As of last June, according to Nielsen/NetRatings, BostonHerald.com was drawing some 1.2 million unique visitors a month. That’s not nearly as many as the Globe’s site, Boston.com (4.2 million). But it’s still a lot of people. And you would think, at least anecdotally, that online readers do not fit the aging, blue-collar profile of the typical tabloid reader.

If Kurtz wanted to write another story about the struggle of a gritty urban tabloid, that’s fine. Personally I’d be more interested to read about how a gritty urban tabloid is struggling to reinvent itself as a news source whose online presence is at least as important as its print edition.

That’s especially true on a day when we learned that newspaper circulation took another dive (check out those wretched Globe numbers), and when the venerable Capital Times of Madison, Wis., made the switch to its much-discussed mostly online distribution model.

More on the Capital Times. Jay Rosen weighs in.

Making sense of the mortgage crisis

The mortgage crisis is impenetrable. One day, people can borrow all the money they want for houses whose values are skyrocketing. The next day, it’s all over. Bad behavior is somehow involved.

This week the Boston Herald’s Laura Crimaldi has a three-part series centered around one player — Dwight Jenkins (photo at right), a former felon from Dorchester who is accused of sweet-talking people into buying houses they couldn’t possibly afford, getting them loans based on false information about their income, and then secretly skimming tens of thousands of dollars off the top of each mortgage.

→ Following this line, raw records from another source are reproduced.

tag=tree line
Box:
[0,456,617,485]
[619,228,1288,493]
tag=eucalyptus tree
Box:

The series debuted on Sunday and concludes today. The Herald Web site can be pretty difficult to navigate if you’re looking for something other than breaking news, so here you go: part one, part two and part three. You should find most of the sidebars here.

When you read some of the details, you’ll be appalled that anyone could be as naive as Jenkins’ alleged victims. Then you realize that, for the most part, these are people with no financial savvy whatsoever, being told that they can get rich if they’ll just sign on the dotted line.

One alleged victim now suing Jenkins, a former Marine named Robert Smith, is described as “suffer[ing] from schizophrenia, post-traumatic stress disorder, depression, a learning disability and mild retardation, [and] was told he could turn a profit even though he didn’t have money to invest or experience in real estate.”

Here’s another eye-opening excerpt:

Much of the business was conducted on street corners or at a Dunkin’ Donuts on Dorchester Avenue, according to plaintiffs suing Jenkins. He did not have business cards, plaintiffs say, and used multiple cell phone numbers, which were sporadically turned off….

“I didn’t really look at the mortgage application,” said Daniel Montrond, now 27, of Dorchester, a State Street fund accountant, who purchased 36 Milton Ave. in Dorchester for $487,500 on Aug. 13, 2004. “He said: ‘Don’t worry about nothing. Just sign and I’ll take care of everything.’ I was like, alright. Cool.”

Not cool at all, as it turns out. And good on Crimaldi and the Herald for bringing this to light.